Personal information
- Date of birth: 19 April 1999 (age 27)
- Place of birth: Prilep, Macedonia
- Height: 1.74 m (5 ft 9 in)
- Position: Forward

Team information
- Current team: TSC
- Number: 10

Youth career
- 0000–2010: Pobeda
- 2010–2015: Rapid Wien
- 2015–2017: First Vienna FC

Senior career*
- Years: Team / Apps / (Gls)
- 2017–2018: First Vienna FC / 17 / (3)
- 2018–2020: Floridsdorfer AC / 29 / (3)
- 2020–2021: Wiener Sport-Club / 8 / (4)
- 2021–2025: Spartak Subotica / 109 / (22)
- 2025–: TSC / 43 / (11)

International career^{‡}
- 2018: Macedonia U21 / 1 / (0)

= Andrej Todoroski =

Macedonian footballer (born 1999)

Andrej Todoroski (born 19 April 1999) is a Macedonian professional footballer who plays as a forward for Serbian SuperLiga club TSC.

==Club career==
===Early career===
Todoroski played at a young age for his hometown club Pobeda. His first stop in Austria was in the youth department of Rapid Wien, where he joined in the summer of 2010 at the age of 11, and later also played in their academy. In 2015, he moved to First Vienna FC. In April 2016, he played for the fifth-tier second team of Vienna for the first time against Landstraßer AC.

In May 2017, he made his debut for the first team of the club in the Austrian Regionalliga when he came on in the 88th minute for Daniel Maurer on matchday 27 of the 2016–17 season against SC Neusiedl am See.

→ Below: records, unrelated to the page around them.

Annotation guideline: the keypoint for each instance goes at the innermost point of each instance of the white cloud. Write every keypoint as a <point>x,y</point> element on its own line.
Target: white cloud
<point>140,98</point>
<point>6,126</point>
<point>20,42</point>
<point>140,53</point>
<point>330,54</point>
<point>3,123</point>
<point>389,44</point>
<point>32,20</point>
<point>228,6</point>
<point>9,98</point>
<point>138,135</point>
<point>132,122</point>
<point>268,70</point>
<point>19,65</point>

He scored his first two goals in the Austrian Regionalliga in October 2017 during a 3–1 win over FC Stadlau. After the forced relegation to the fifth-tier Austrian 2. Landesliga during the winter break of the 2017–18 season, Todoroski scored 23 goals in 15 matches there.

===Floridsdorfer AC===
For the 2018–19 season, he moved to second-division team Floridsdorfer AC. He made his debut in July 2018, when he started in the first match of the season against SKU Amstetten and was substituted in the 55th minute by Denis Bosnjak.

===Wiener Sport-Club===
After two seasons with FAC, he transferred to the Austrian Regionalliga club Wiener Sport-Club for the 2020–21 season. He made eight appearances for WSC until the COVID-19-related suspension of the season, scoring four times.

===Spartak Subotica===
For the 2021–22 season, Todoroski moved to Serbia to join the top-tier club Spartak Subotica.

==International career==
In November 2018, Todoroski becomes part of Macedonia U21 with which he made his debut in a 2–0 away win against Montenegro U21 after coming on as a substitute in the 78th minute in place of Milosh Tosheski.